The decision wasn’t made lightly. Spycher had received a grant as a postdoctoral fellow that put him in touch with pharmaceutical companies and thus enabled him to assess the market potential of his ADC technology. “I saw interest from both pharma companies and investors,” Spycher notes. “Then the idea got traction from highly experienced people who wanted to join us. That was very helpful.”
Araris shows its mettle
For any small, young company, establishing credibility and enhancing visibility are constant challenges. Araris Biotech is beginning to make its mark. Last autumn, it was shortlisted for the 8th World ADC Awards, ranked number 11 in the top 100 Swiss startups, and it listed among the top 15 Swiss biotech startups making a difference in Europe by Labiotech.eu.
Perhaps the most important distinction, however, was the company’s ability to continually generate data. Data lends credibility, Spycher stresses. “And it’s better when it comes from a collaboration,” he continues. “Once that occurred, we gained significant interest from investors.” A $16 million seed round that included Swiss and U.K. investors was closed in 2020. This fundraising deal stands out, he says, because it enabled the company to generate even more data, and to strengthen its management team and board of directors.

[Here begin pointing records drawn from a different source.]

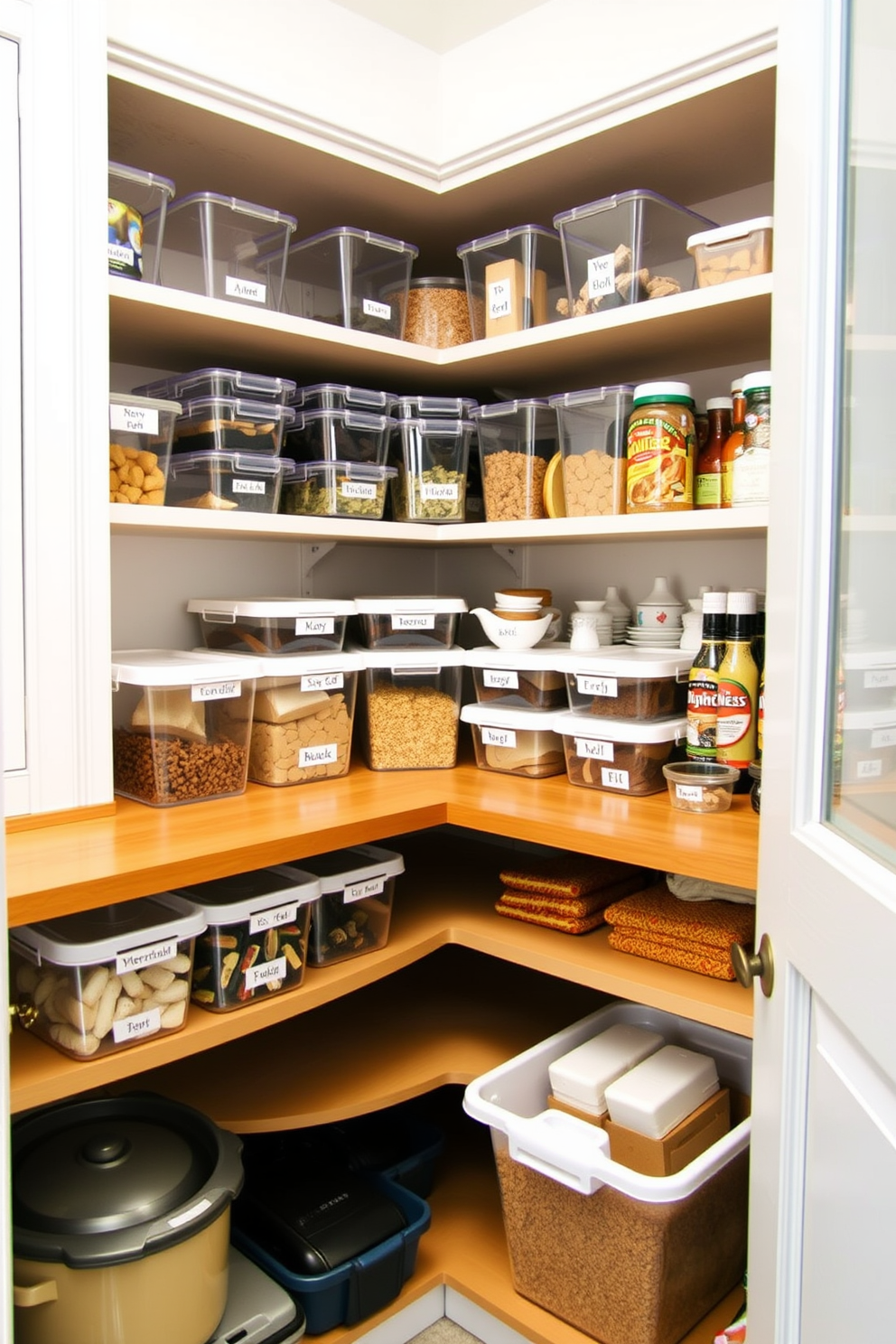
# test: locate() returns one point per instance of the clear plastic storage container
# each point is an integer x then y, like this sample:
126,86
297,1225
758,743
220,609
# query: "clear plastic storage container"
181,724
101,980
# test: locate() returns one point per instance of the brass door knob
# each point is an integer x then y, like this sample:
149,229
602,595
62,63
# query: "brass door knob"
750,964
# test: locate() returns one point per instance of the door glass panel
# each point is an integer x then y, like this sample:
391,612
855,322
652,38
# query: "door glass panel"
862,787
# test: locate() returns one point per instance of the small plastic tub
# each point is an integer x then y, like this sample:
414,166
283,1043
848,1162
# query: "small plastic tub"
518,273
272,627
140,437
181,724
247,481
733,252
703,787
336,490
408,622
432,459
625,249
214,245
520,742
353,909
350,277
410,708
518,441
592,427
617,754
101,980
256,939
133,194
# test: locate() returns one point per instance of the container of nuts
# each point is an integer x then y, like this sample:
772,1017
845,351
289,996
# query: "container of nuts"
101,980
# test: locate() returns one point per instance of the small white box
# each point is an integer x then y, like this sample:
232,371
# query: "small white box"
658,1093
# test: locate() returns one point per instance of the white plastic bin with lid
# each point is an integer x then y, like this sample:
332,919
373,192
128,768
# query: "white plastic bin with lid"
622,1257
181,724
353,910
256,939
101,980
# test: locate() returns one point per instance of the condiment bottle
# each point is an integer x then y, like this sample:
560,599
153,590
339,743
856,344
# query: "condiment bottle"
703,680
738,690
708,473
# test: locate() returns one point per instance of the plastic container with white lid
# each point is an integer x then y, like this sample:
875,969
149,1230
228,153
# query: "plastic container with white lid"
101,980
620,756
181,724
272,627
353,910
256,939
510,741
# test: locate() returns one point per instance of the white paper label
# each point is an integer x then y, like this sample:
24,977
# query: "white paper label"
141,1024
369,887
601,275
145,956
250,289
135,420
265,919
264,972
217,691
372,309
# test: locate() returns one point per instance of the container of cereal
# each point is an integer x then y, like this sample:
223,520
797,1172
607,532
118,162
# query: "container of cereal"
355,906
410,707
140,437
272,625
515,741
593,441
256,941
101,980
181,724
618,756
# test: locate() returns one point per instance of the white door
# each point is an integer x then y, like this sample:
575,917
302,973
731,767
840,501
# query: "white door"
824,1151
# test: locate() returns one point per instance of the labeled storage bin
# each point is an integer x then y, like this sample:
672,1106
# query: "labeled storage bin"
336,490
133,194
410,708
629,683
625,249
355,906
592,427
226,481
641,1258
432,460
272,625
513,280
101,980
214,245
181,724
350,277
733,252
408,622
140,437
518,441
618,756
513,741
256,939
303,718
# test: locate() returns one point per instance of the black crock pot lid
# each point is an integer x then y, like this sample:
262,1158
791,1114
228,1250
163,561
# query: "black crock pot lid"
109,1181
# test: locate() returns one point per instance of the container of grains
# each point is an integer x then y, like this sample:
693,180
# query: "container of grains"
516,441
628,1241
101,980
410,707
593,441
355,906
181,724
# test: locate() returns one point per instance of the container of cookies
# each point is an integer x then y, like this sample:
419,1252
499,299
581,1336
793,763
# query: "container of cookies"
102,980
256,939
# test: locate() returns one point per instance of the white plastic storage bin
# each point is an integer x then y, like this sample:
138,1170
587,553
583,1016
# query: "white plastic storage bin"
101,980
625,1258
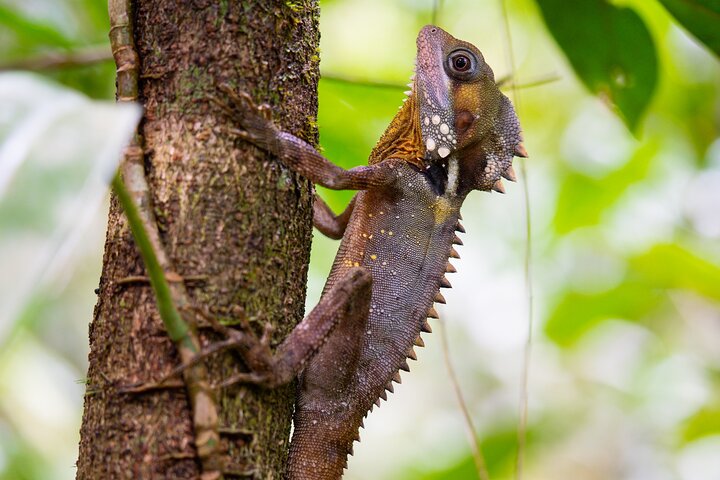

The most recent additions to the Araris Biotech board are Jeff Sharman, MD, who pioneered the use of B-cell receptor antagonists, and Clive Stanway, PhD, an independent advisor with expertise in discovery and development and commercialization of oncology therapeutics.
Now, with an established management team, accomplished board members, and generous financing, Araris Biotech is garnering interest from multiple pharmaceutical companies. “They are happy, so we are happy,” Spycher reports. “We hope to soon move to the next stage.” Doing so entails transforming the interest from pharma companies into out-licensing agreements.
Scientifically, Araris Biotech is enhancing the stability and targeting of its existing linker technology as well as developing additional linker approaches. Moreover, the company is working to nominate a lead molecule and is looking at potential targets among liquid tumors. Spycher says that he expects toxicology and tolerability studies in nonhuman primates to begin this spring.
The company’s peptide linker technology has the potential to notably ease the challenges associated with ADCs. Specifically, the technology could enable Araris and its partners to use off-the-shelf antibodies while achieving tightly targeted delivery, enhanced effectiveness, and limited side effects. “And that,” Spycher declares, “is the holy grail for better therapeutic indices.”